The ERG is a party within the Parliamentary Conservative Party, funded by channeling member expenses into it. This may be against the rules of The House. Or not.

It is made up of about 80 members, 40 have made themselves public, about 40 are unknown.

They are forcing the Government into actions which are not in the country's interest, and certainly not democratic. The ERG also cannot agree on what Brexit means, but are trying hell for leather to make it happen in whatever form it takes, the harder the better.

They published two papers, one on some of the roadblocks, and the other on the Irish border. That both papers were just rehashes of the MaxFac plan rejected by the EU last summer, on a regular basis since then, whenever the Government repackages it into a package with different wrapping.

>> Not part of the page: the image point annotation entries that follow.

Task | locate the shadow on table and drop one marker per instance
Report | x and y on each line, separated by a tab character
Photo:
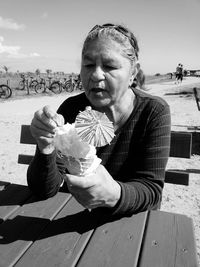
32	228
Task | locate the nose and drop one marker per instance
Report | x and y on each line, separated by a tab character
98	74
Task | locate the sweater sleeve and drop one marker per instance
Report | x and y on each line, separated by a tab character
45	174
143	190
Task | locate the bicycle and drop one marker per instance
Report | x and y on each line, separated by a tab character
42	86
26	83
5	91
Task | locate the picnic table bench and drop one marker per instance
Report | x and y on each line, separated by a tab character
60	232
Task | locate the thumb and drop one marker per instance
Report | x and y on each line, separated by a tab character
52	114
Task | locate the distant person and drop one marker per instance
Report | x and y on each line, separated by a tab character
131	175
139	80
179	74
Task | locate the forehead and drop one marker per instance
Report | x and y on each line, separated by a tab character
102	46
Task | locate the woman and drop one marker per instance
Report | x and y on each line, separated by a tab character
131	175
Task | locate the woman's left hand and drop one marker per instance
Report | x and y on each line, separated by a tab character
98	189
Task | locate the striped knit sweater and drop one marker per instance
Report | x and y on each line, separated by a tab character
136	157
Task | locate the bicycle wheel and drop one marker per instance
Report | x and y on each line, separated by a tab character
40	88
21	85
5	91
69	87
56	87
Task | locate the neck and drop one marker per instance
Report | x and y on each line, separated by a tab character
119	114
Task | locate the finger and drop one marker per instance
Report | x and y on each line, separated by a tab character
41	132
44	119
49	112
57	119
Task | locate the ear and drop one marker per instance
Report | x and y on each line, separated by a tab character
134	74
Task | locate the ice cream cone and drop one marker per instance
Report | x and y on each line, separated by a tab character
82	166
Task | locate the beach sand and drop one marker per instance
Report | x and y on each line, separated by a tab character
176	198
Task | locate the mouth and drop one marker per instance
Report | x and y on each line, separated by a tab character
97	90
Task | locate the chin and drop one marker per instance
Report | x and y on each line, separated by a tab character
99	103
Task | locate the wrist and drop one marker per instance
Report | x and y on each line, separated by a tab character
116	195
46	150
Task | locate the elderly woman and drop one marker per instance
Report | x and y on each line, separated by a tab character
131	175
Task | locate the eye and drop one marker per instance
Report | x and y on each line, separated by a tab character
110	67
88	65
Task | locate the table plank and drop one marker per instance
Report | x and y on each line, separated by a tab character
20	230
169	241
11	197
65	238
116	243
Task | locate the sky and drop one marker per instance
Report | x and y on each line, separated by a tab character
49	34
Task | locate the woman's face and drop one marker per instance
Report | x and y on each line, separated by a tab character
105	73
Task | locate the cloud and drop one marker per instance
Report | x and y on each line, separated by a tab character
10	24
14	51
44	15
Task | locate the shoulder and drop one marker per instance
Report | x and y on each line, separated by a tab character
147	100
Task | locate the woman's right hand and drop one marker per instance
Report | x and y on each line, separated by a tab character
43	128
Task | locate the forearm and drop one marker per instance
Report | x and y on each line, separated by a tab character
137	197
43	177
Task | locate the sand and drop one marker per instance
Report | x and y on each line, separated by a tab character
176	198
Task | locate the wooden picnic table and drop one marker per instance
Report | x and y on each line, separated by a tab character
60	232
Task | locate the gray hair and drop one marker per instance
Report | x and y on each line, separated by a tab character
118	33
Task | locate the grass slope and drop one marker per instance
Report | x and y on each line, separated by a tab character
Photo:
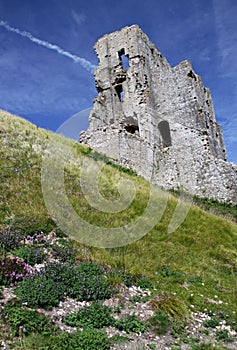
198	261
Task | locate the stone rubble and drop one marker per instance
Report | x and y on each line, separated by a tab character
156	119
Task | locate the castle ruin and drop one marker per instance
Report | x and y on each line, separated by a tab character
157	119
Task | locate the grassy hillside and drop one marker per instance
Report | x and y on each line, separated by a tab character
197	262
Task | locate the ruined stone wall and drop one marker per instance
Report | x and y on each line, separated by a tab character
157	119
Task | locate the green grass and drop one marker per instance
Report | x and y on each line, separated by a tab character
198	262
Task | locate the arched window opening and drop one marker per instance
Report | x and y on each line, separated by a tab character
131	128
164	129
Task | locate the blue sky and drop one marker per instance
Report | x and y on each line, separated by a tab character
47	86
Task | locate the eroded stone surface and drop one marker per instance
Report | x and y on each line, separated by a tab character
156	119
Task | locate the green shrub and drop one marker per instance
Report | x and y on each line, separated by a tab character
159	323
131	323
206	346
30	254
30	226
12	270
95	316
212	323
175	310
26	321
9	239
144	283
88	339
63	250
89	283
52	283
223	335
39	290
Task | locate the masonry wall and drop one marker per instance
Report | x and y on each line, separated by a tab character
157	119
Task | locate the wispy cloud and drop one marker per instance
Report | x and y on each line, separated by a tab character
82	61
79	18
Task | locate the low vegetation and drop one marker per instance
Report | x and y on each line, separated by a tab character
189	272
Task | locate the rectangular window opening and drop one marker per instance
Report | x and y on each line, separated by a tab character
124	59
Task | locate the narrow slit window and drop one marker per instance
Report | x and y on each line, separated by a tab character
164	129
123	59
119	90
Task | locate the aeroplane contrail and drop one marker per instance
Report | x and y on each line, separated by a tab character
82	61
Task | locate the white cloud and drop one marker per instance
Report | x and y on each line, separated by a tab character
79	18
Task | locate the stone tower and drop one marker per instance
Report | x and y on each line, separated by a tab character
157	119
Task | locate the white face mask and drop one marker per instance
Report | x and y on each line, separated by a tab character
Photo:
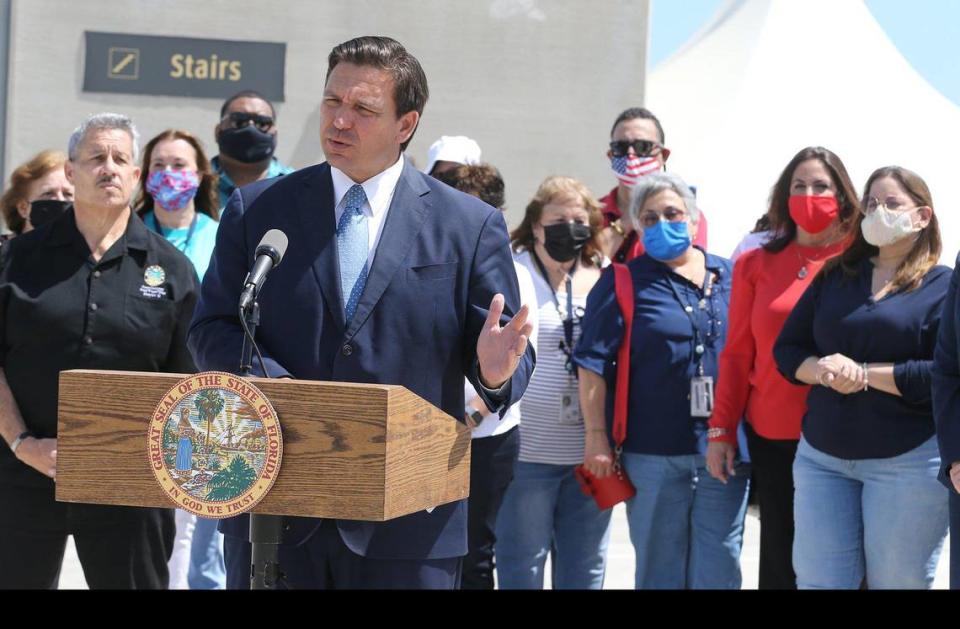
884	227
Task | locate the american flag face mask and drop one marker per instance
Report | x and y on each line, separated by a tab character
630	168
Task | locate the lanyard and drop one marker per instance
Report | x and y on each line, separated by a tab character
193	226
699	348
566	346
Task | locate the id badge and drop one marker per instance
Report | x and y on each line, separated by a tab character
701	396
570	414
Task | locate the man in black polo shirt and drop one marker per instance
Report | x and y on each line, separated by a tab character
93	289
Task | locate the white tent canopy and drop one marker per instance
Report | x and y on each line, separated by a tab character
768	77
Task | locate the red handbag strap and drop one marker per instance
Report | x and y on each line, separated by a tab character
623	285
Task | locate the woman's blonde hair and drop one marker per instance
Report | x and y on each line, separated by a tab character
25	174
552	189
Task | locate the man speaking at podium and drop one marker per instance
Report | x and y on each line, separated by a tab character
390	277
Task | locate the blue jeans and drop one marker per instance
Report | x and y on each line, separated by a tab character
883	520
207	571
545	510
686	527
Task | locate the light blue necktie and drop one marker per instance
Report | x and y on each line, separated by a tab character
353	247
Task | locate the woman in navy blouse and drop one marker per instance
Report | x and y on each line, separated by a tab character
868	508
686	526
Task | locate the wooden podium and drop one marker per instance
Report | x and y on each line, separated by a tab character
350	451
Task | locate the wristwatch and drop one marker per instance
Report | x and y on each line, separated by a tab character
16	442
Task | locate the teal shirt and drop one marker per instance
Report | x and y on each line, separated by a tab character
199	248
227	186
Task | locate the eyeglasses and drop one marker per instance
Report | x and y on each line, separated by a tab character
671	215
641	148
240	119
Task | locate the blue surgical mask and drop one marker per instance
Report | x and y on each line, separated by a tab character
666	241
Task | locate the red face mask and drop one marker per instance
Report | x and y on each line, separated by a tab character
813	214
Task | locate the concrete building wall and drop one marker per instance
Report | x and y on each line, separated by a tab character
536	82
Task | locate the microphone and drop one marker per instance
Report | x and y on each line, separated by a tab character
268	255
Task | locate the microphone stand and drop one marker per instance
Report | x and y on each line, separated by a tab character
265	530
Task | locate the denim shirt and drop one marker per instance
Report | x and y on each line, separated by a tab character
227	186
664	355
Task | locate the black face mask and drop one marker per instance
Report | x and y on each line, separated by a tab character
563	241
47	210
247	144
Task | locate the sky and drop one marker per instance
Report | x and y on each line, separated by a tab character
927	33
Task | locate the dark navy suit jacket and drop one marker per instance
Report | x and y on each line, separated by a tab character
441	258
946	381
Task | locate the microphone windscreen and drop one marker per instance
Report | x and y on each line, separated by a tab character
274	243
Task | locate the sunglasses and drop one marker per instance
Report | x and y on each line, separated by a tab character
641	148
239	119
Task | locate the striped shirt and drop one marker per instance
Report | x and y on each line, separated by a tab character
543	438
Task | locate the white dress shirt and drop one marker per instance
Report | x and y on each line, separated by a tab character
379	190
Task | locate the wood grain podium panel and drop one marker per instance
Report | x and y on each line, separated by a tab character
351	451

This does two things, looks like the ERG are trying to fix the clusterfuck they help create, and when the EU rejects the papers, they can blame the EU for being unbending and unwilling to compromise.

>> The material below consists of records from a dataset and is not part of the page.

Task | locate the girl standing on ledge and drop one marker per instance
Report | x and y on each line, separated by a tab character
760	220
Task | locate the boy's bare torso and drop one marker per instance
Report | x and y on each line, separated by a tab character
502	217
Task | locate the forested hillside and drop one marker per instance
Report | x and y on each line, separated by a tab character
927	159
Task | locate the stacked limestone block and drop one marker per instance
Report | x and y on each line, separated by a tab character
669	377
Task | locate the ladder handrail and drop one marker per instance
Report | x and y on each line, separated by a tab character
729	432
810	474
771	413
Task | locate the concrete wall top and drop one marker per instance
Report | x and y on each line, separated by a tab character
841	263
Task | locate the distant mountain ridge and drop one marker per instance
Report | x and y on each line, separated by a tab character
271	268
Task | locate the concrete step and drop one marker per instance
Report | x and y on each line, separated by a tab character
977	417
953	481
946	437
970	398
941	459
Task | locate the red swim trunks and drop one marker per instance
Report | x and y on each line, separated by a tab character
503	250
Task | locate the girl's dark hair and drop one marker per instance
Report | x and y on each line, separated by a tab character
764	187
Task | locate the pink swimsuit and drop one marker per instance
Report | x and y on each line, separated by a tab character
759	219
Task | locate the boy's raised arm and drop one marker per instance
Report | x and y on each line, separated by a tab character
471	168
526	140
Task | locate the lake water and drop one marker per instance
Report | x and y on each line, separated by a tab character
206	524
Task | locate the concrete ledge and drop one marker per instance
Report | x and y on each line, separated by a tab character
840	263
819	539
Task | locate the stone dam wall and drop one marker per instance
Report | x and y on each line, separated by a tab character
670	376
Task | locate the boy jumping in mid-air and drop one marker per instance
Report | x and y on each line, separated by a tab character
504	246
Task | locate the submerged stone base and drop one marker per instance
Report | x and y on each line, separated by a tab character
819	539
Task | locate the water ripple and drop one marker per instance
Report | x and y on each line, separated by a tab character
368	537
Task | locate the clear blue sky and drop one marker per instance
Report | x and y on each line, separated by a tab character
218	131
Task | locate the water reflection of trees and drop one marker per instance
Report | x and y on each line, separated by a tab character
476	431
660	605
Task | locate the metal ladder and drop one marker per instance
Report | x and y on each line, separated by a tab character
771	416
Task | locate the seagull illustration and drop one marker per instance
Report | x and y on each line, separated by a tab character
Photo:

The ERg hope to gather enough support to be able to block anything based on the Chequers paper, thus forcing the Government to present a take it or leave it WA in the late winter. Or better, a deal so bad that Parliament cannot accept it, and the UK falls out of the EU by default.

Today, arch Brexiteer Micheal Gove stated: "A future prime minister can always change the relationship with the EU", meaning that a Brexiteer PM would not honour any WA. THis is not a surprise, really, but to say it out loud is worrying, as much as threatening not to honour the financial settlement. And at the same time showing there is no honour at all in the ERG.

Its like Gove and his ilk are trying to destroy the last semblance of credibility the country has left, by suggesting that any WA or TA would not be written in stone, and up for grabs again. In a way this is partially an accurate description of Brexit, in that Brexit is not an event, but a process, a process that will never end, as trade and regulation change, so the WA would also have to change. Brexit would be never ending, though if a future ERG lead Conservative Government it probably would never start.

Finally, a point I'd like to make. In place of the void where policy should be, what is legally possible or impossible will determine what form Brexit willg take. This is Brexit by default, by accident, which means that although no Brexiteers can agree on what Brexit is, they probably won't like the final form it will take either.